The owners of flower farm Karuturi Limited have secured an investor to inject funds into the business as they fight to save their prized asset from being auctioned by Stanbic Bank #ticker:CFC over a Sh1.8 billion loan default.
Karuturi, which was prior to its collapse Kenya’s biggest flower exporter, in a statement yesterday said that it has reached an agreement with Phoenix Group for a “blend of debt and equity” that will help it to meet its current debt obligations and restart its operations. The firm has been under receivership for the past four years.
The statement did not however indicate the value of the expected investment.
Phoenix Group is said to be worth Sh200 billion. The Singaporean company is among the world’s leading rice producers.
The firm says it has operations in 22 countries including Ukraine, Kazakhstan, Uganda and Benin, and is now eyeing entry into the lucrative flower business in Kenya.

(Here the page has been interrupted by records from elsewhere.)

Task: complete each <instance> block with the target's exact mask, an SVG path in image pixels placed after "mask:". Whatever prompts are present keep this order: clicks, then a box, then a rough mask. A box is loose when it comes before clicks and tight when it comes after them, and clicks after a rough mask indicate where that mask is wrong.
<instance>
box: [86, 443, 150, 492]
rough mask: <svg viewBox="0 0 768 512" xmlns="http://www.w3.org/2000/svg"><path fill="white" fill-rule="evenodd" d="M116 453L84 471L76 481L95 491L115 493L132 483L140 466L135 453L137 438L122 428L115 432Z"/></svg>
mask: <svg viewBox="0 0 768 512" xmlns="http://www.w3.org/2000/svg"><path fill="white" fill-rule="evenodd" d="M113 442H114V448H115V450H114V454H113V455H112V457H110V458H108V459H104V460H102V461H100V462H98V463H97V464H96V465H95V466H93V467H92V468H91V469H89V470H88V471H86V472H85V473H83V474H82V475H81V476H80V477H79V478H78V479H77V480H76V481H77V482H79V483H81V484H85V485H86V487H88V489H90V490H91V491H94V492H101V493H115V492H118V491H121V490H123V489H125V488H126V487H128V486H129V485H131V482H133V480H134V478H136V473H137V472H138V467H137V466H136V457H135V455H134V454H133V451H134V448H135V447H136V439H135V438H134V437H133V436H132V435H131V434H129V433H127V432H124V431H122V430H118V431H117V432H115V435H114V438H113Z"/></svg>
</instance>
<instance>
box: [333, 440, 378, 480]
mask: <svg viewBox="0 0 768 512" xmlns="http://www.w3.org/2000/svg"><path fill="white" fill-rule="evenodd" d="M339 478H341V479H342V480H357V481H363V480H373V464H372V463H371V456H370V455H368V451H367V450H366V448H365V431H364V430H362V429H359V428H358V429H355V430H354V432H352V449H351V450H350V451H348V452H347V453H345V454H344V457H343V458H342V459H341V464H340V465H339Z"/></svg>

The High Court in early March gave Stanbic the greenlight to auction the Karuturi’s assets should its owners fail to settle the debt within 90 days.
“The investment comprising of a blend of debt and equity is expected to help Karuturi meet its current debt obligations and leapfrog it towards restarting its operations following the conclusion of a 4-year receivership period in Kenya,” said the firm in the statement.
Karuturi Global’s CEO, Ram Karuturi, in the statement said the new arrangement will help it settle the debt as directed by the High Court.
The judge had in his ruling observed that the owners — Surya Holdings Limited and RHEA Holdings Limited — had admitted the pre-receivership debt and the post-receiver debt had been assessed by an audit firm selected by the owners themselves.
The judge directed the firm to settle Sh410 million pre-receivership loan in 60 days.
He further directed the owners to settle Sh640 million the company owes creditors other than the bank and Sh680 million advanced to the firm by the bank after it was placed under receivership.
Karuturi Ltd, one of the world’s top growers of roses exporting more than one million stems annually, was put under receivership in 2014 after failing to service a Sh383 million loan from CfC Stanbic bank.
Before it sunk into receivership, the Naivasha farm was estimated to produce over 330 million roses annually for export to Europe accounting for about 10 per cent of Kenya’s cut flower exports.